Trabalhava para o Estado e começou por receber 17 escudos, um escudo a menos do que os adultos, que trabalhavam durante mais tempo e tinham de abrir mais covas. Partilhava os dias na serra com o irmão, dois anos mais novo, que como ele tinha deixado a escola quando acabou a quarta classe. Assim foram os seus dias durante quase 20 anos.

Só que a fase de trabalho na floresta surge depois de um período em que a população da aldeia não podia sequer entrar nos baldios sem autorização. Viviam-se os anos 1940. "Nem mato davam, nem para o gado. Não entrava lá ninguém. Se íamos, apanhávamos multa. Cheguei a pagar uma multa de 14 escudos." Era entre os terrenos baldios que pastavam os dois rebanhos: "Um com 1200 cabeças e o outro rebanho com 800, era o rebanho grande e o pequeno." Cada um tinha dois pastores e tinham de conseguir controlar as ovelhas para não deixar entrar nenhuma nos baldios. "Mas ali era sempre o mato mais mimoso. Lá íamos com um pau, às vezes alguma lá escapava ou ficava para trás, se o guarda a visse, pumba, já era uma multa. Às vezes, o pessoal estava sem dinheiro, mas lá tinha de pagar. Era duro."

Um tempo mais tarde, conta José Bernardo, começaram a autorizar a entrada nos baldios. Tinha de se pedir uma senha para ir recolher mato, e era só "às terças e sextas".

Só mais tarde, então, é que "começaram a dar trabalho ao pessoal na floresta, era um horror o caminho daqui para lá para o serviço". Nessa altura, dois dos seus irmãos partiram para o Brasil, "aquilo não dava nada". A mãe trabalhava em casa e o pai, "muito habilidoso", trabalhava como pedreiro, sobretudo para os vizinhos. "Mas não era bem pedreiro fino. Ele ajeitava-se. Ia ao mato também, mas era para os vizinhos. Ganhava pouco. O patrão dava-lhe de comer todo o dia e por isso pagavam-lhe metade do ordenado, em vez de 20 eram 10 escudos. Ao fim de seis dias, eram 60 escudos que ele trazia."

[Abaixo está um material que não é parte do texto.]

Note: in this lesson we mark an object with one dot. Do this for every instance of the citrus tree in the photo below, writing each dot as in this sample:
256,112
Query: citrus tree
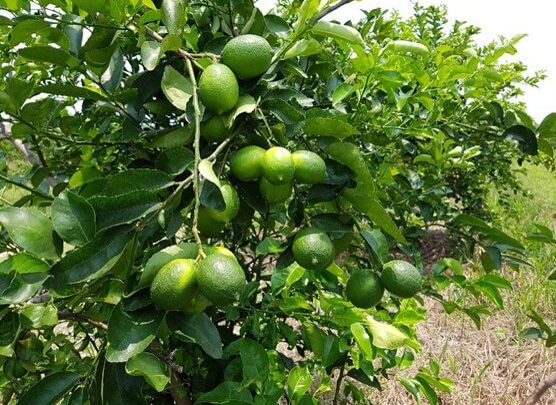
226,207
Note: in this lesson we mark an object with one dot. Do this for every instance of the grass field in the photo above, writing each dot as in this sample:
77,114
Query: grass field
492,366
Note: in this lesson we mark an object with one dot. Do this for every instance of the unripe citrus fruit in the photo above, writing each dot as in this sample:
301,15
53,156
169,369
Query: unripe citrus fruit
197,304
214,129
309,167
278,165
246,163
364,289
274,193
218,88
401,278
174,285
221,279
313,249
231,201
208,227
247,55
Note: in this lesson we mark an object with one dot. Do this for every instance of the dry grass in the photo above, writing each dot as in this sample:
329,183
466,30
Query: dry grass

José Bernardo casou-se e teve duas filhas. Depois de quase 20 anos a trabalhar na floresta, pediu para entrar nos quadros, "para ter uma reformazita". Disseram-lhe que não. Foi procurar trabalho como cantoneiro e começou a trabalhar no alto da serra num posto de vigia, "uma barraca de madeira em cima de umas pedras grandes". Entrava às oito e meia da manhã e demorava uma hora e meia a chegar lá. Ia a pé, numa estrada de terra batida. "Lá fazia frio como um raio. Uma vez pedi ao senhor engenheiro uma braseira. Puseram lá um aquecedor a gás, mas já foi quase no fim. Ganhava 35 escudos por dia."

Um dia desistiu e foi trabalhar como jornaleiro. Também abriu uma taberna na sua aldeia, toda feita por ele, sem ajuda de nenhum pedreiro. Ali esteve até 1979, quando deixou a aldeia e se mudou para a Lousã, pelas filhas. Queria arranjar-lhes trabalho. Vendeu tudo o que tinha: as cabras, os porcos, o gado todo. Acabou com o resto do vinho que tinha para vender. "Custou-me bastante, mas a gente faz tudo pelos filhos."

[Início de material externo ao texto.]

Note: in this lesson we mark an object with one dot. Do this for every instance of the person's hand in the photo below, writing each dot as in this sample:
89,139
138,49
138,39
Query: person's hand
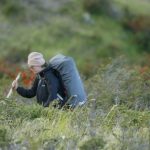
14,84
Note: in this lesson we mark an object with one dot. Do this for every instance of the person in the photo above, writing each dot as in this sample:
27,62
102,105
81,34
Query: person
47,85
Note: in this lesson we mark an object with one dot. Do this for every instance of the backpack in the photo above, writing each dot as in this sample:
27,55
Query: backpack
70,77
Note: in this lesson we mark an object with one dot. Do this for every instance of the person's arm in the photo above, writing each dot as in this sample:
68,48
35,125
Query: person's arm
52,84
28,93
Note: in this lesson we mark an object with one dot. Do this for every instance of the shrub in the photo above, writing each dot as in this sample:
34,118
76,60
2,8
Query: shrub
96,6
12,8
94,144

A vida diminuiu-lhe a quantidade de trabalho. Só que pelo meio perdeu uma filha, vítima de cancro, e viu a outra filha ficar paraplégica, depois de ter sido mordida por um cão e ter sido infectada por tétano. Desde então vive na Lousã e só passa no Candal para conversar com quem, como ele, lá passa de vez em quando.

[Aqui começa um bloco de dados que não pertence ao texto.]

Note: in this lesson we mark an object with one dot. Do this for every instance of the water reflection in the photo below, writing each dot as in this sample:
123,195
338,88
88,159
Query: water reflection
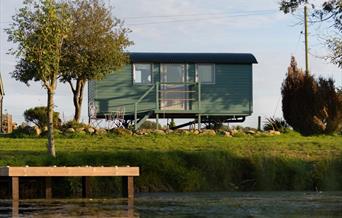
255,204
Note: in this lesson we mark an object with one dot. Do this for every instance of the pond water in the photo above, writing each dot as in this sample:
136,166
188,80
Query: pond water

Ainda vive perto da serra, mas a proximidade das pessoas à floresta já não tem comparação com o passado. Sobretudo, diz José Bernardo, porque já não precisam do que a floresta dá, como se precisava antes. Recorda com pormenor esse tempo, ainda que sem saudades da dureza dos dias de trabalho. E hoje já só lamenta ver mal. "Antes gostava de ler, até romances. Agora nem jornais leio, estou quase ceguinho. O coração também tem um sopro, diz o médico. Mas o coração eu até desculpo."